An optimising compiler middle/back end

This program is written in Rust and runs on the nightly channel.

It is a compiler middle end, with its own IR and optimization passes. The goal is to get a small number of optimizations working, implement an IR parser, and then to write a backend for some architecture (probably x86 or AVR).

It is similar to LLVM, except very much a work in progress. The end goal is to have an easy-to-use compiler library leveraging Rust's features, with fairly fast generated programs.

Status

So far the only target supported is AVR.

The compiler can currently parse IR and generate assembly code for very, very basic programs (think very trivial addition and load).

Running the compiler

There is a bundled tool named asm which does most of the work.

Example:

cargo run --bin asm -- input.ir

Intermediate representation

This is the IR that is fed into the compiler. The IR syntax is inspired from Rust and LLVM.

fn @main(%foo: i8) {
  %a = add i8 5, i8 10
  %b = add %foo, %a
  %c = sub %foo, i8 5
  ret
}

There are several passes implemented on IR. This includes:

Constant folding
Dead code elimination

Middle intermediate representation

Once the IR has been optimised, it is converted into 'MIR' form. This IR is tree-based. There are two types of nodes: mir::Branch and mir::Leaf.

mir::Branch corresponds to an operation. A branch is described by an opcode and a set of operands (which are themselves nodes).

mir::Value corresponds to a simple value such as a reference to a register, a constant integer, a reference to an argument, etc.

Example:

(set %a, i8 5) # load an 8-bit immediate into %a
(set %b, (add %a, i8 1))

Instruction selection

When the MIR is first built, it is expanded into tree form. This collapses all of the nodes. In the above sample, the expander would recognize that %a is only used once, so the first node can effectively be inlined into the second node.

This code:

(set %a, i8 5) # load an 8-bit immediate into %a
(set %b, (add %a, i8 1))

Would be expanded to:

(set %b, (add i8 5, i8 1)

Pattern matching

Each target defines a set of patterns which match with MIR nodes.

Given a node, the selector works by finding all patterns which either perfectly or partially match the MIR tree.

If a pattern perfectly matches the tree, the the instruction will be chosen to replace the node.

If the pattern partially matches, it returns a list of adjustments which specifies how to change the MIR in order to form a perfect match.
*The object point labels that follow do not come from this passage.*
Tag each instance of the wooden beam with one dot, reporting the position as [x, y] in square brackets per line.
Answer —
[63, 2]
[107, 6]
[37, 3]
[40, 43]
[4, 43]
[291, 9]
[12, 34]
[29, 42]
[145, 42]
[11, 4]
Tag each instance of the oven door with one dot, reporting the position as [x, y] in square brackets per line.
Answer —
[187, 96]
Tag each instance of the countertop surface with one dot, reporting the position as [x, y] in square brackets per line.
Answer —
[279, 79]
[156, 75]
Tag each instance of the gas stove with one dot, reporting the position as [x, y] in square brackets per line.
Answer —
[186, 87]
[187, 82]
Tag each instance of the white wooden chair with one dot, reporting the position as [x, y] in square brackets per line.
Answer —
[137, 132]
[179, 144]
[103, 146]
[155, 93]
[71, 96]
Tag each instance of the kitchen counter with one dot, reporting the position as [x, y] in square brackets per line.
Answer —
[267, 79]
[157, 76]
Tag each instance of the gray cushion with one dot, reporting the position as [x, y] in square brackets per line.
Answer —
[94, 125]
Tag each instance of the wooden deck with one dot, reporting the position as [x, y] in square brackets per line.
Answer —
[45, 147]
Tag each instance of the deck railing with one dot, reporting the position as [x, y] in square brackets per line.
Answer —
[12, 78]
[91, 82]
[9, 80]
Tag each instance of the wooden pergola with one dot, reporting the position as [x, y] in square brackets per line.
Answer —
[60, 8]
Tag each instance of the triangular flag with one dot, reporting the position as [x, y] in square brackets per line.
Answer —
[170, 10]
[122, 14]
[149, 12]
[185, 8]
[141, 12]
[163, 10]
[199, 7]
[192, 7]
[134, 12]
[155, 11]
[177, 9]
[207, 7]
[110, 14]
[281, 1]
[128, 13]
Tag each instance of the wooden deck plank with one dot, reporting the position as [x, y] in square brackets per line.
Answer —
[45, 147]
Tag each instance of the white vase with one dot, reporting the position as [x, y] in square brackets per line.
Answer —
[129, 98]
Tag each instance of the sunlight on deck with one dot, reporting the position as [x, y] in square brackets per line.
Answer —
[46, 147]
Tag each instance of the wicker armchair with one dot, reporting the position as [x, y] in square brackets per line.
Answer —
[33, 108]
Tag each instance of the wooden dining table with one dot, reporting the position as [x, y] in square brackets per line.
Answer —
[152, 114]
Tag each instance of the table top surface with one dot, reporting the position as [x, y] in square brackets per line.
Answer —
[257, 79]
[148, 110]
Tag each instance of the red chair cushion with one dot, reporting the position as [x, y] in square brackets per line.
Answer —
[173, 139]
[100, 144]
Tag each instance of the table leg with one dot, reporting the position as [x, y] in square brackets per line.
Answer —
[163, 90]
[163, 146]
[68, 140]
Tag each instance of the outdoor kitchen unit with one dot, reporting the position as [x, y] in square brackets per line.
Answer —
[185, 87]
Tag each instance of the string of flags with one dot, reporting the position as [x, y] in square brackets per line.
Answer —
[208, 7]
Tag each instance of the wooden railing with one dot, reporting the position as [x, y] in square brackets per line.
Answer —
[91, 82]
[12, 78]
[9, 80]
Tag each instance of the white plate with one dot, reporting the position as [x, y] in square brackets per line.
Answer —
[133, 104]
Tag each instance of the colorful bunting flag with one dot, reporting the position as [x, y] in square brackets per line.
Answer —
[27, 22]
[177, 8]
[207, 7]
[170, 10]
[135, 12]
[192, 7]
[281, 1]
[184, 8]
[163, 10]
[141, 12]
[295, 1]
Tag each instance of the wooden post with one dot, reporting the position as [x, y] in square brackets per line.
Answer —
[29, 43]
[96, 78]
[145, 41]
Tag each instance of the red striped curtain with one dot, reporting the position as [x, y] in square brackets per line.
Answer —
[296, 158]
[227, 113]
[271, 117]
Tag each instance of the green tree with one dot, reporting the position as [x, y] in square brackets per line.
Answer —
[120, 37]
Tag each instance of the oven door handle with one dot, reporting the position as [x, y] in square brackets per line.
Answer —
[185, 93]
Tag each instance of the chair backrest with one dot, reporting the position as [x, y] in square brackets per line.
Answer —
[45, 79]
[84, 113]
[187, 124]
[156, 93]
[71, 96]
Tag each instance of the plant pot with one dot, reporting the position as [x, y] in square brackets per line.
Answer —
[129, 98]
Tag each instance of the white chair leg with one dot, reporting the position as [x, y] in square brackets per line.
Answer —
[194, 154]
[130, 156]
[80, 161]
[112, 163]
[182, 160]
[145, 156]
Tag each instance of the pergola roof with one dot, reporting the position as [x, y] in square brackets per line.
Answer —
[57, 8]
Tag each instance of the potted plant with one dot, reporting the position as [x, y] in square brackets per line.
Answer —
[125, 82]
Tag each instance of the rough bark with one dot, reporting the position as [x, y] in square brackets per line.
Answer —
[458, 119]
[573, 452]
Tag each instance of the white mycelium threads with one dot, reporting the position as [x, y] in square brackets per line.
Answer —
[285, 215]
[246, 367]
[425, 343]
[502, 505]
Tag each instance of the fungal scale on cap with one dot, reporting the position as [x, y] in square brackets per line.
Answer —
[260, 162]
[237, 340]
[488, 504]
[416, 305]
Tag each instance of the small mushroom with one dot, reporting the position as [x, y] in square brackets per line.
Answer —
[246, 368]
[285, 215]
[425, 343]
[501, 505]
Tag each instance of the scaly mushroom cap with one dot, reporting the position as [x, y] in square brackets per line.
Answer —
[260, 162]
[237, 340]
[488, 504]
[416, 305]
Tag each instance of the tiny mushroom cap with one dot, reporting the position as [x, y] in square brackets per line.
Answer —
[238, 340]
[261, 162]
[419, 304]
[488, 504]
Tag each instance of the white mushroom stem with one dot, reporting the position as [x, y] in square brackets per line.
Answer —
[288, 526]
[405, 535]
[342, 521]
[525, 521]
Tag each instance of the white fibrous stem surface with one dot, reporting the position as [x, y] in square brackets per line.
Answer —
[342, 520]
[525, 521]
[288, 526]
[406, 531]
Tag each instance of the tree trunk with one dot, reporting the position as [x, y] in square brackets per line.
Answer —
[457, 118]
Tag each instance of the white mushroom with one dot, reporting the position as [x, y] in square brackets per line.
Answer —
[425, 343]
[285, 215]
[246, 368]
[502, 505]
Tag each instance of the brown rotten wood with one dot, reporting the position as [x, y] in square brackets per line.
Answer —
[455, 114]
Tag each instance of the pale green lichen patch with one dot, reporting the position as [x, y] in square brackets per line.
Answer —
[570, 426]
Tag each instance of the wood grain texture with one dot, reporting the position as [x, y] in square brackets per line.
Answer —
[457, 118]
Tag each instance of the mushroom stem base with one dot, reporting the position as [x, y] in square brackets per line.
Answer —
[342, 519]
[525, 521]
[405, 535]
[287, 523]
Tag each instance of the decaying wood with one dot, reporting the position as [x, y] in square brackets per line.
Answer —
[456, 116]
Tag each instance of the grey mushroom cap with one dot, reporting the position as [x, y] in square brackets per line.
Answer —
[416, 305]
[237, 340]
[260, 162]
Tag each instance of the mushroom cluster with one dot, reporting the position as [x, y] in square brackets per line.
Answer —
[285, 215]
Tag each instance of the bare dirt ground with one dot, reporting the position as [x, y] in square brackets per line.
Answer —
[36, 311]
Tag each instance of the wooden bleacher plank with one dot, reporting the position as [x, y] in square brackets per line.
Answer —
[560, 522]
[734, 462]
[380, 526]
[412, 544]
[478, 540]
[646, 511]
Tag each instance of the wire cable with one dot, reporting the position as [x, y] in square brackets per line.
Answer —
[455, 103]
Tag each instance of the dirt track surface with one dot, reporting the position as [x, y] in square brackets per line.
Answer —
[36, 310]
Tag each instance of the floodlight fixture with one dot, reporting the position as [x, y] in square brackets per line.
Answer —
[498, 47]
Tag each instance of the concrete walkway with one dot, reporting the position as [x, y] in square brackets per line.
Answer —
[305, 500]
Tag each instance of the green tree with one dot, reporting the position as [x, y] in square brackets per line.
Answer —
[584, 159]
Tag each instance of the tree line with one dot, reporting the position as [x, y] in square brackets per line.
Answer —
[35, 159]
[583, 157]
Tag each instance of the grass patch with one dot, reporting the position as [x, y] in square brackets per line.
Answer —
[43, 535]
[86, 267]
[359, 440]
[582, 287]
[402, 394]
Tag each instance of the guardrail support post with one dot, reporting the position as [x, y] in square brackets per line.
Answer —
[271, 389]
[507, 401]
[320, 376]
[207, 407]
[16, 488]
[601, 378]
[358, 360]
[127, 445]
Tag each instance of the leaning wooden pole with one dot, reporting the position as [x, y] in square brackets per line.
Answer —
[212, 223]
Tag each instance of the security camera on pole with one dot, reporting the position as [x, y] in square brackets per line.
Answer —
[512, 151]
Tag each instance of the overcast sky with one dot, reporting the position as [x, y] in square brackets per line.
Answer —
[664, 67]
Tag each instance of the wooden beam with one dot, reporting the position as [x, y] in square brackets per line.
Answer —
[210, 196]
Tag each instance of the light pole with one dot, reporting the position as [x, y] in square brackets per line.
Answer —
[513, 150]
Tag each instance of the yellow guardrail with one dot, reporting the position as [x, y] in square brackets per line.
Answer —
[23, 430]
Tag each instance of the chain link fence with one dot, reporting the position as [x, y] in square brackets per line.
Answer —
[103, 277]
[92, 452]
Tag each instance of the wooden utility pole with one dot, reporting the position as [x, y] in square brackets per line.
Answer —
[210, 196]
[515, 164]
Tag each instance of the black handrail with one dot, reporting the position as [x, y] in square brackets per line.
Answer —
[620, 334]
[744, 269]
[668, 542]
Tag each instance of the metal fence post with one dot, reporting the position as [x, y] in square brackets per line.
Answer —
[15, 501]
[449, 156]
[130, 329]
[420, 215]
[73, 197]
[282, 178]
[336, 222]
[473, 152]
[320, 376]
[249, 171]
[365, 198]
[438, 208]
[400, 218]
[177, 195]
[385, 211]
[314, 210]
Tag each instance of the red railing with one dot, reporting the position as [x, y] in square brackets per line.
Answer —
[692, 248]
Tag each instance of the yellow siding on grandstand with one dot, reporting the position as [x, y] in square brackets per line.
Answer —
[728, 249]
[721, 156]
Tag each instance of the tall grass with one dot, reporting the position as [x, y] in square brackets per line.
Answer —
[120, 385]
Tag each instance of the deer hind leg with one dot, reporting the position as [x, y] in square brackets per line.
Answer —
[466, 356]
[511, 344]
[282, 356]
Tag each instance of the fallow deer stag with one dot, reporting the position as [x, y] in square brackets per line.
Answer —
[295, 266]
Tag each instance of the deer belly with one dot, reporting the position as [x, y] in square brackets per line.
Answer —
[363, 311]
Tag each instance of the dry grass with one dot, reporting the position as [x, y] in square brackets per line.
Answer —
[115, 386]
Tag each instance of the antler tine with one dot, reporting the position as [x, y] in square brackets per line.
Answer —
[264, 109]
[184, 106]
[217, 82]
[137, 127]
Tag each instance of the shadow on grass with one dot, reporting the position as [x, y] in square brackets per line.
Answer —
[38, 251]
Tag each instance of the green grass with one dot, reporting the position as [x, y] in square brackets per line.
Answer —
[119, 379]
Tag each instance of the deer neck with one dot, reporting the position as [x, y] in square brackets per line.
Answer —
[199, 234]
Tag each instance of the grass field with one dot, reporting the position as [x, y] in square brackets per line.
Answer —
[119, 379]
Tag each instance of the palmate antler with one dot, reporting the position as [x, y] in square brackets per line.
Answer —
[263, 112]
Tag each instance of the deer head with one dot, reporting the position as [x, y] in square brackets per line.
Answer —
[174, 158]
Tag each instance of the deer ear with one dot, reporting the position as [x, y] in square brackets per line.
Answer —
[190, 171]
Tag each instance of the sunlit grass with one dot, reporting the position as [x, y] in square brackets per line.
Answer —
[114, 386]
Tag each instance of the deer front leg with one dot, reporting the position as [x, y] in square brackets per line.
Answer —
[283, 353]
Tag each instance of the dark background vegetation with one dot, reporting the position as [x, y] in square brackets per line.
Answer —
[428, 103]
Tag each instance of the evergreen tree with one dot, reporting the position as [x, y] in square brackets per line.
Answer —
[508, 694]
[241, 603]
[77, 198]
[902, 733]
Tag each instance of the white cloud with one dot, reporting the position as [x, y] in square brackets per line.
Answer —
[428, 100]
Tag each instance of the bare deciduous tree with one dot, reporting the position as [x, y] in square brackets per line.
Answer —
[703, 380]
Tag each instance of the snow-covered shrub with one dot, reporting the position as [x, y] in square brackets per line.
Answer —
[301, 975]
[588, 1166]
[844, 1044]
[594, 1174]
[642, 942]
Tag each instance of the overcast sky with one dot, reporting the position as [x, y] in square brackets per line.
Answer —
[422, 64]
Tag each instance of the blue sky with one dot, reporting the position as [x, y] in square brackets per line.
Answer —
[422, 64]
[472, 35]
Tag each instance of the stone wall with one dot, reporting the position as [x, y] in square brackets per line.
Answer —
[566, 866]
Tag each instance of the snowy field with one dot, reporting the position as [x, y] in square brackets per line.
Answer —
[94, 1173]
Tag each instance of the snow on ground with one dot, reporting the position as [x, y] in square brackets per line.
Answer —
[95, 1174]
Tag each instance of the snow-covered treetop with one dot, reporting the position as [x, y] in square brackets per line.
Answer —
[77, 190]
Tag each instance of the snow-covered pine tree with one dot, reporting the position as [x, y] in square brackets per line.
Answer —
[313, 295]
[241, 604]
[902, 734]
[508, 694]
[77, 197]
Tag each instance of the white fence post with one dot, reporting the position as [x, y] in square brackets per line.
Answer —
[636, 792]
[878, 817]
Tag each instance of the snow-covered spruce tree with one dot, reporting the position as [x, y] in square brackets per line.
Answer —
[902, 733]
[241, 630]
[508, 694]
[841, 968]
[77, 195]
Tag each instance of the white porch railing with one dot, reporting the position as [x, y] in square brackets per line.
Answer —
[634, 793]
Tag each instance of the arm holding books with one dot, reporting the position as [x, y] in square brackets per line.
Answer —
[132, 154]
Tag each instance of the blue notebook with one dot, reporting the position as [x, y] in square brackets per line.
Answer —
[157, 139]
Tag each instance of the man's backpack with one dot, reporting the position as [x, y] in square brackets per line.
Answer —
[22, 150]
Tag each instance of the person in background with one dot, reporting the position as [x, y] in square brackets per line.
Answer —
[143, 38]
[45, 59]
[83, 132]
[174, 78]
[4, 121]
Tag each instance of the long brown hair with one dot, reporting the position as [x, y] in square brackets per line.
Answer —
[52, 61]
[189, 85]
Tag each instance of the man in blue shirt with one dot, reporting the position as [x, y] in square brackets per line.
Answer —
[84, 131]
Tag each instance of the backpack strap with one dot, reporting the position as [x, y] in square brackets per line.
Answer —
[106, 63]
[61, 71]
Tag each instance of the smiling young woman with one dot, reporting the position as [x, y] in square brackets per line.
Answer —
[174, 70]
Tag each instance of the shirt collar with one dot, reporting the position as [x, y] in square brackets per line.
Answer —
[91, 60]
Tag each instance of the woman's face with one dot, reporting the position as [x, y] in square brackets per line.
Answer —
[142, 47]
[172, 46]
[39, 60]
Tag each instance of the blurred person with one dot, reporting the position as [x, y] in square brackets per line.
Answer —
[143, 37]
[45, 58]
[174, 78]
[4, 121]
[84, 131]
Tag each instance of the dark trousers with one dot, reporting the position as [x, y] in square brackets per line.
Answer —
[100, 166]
For all partially matching patterns, all of the adjustments are applied to each, which forms a list of permutations. After all of the adjustments are applied, all of the permutations will either perfectly match or not match at all. The most optimal permutation is then chosen, and then the node is replaced with the instruction.

Register allocation

Currently, the only register allocator is really dumb. It doesn't try to spill any registers, and will panic once there are no registers free. Registers are not reused.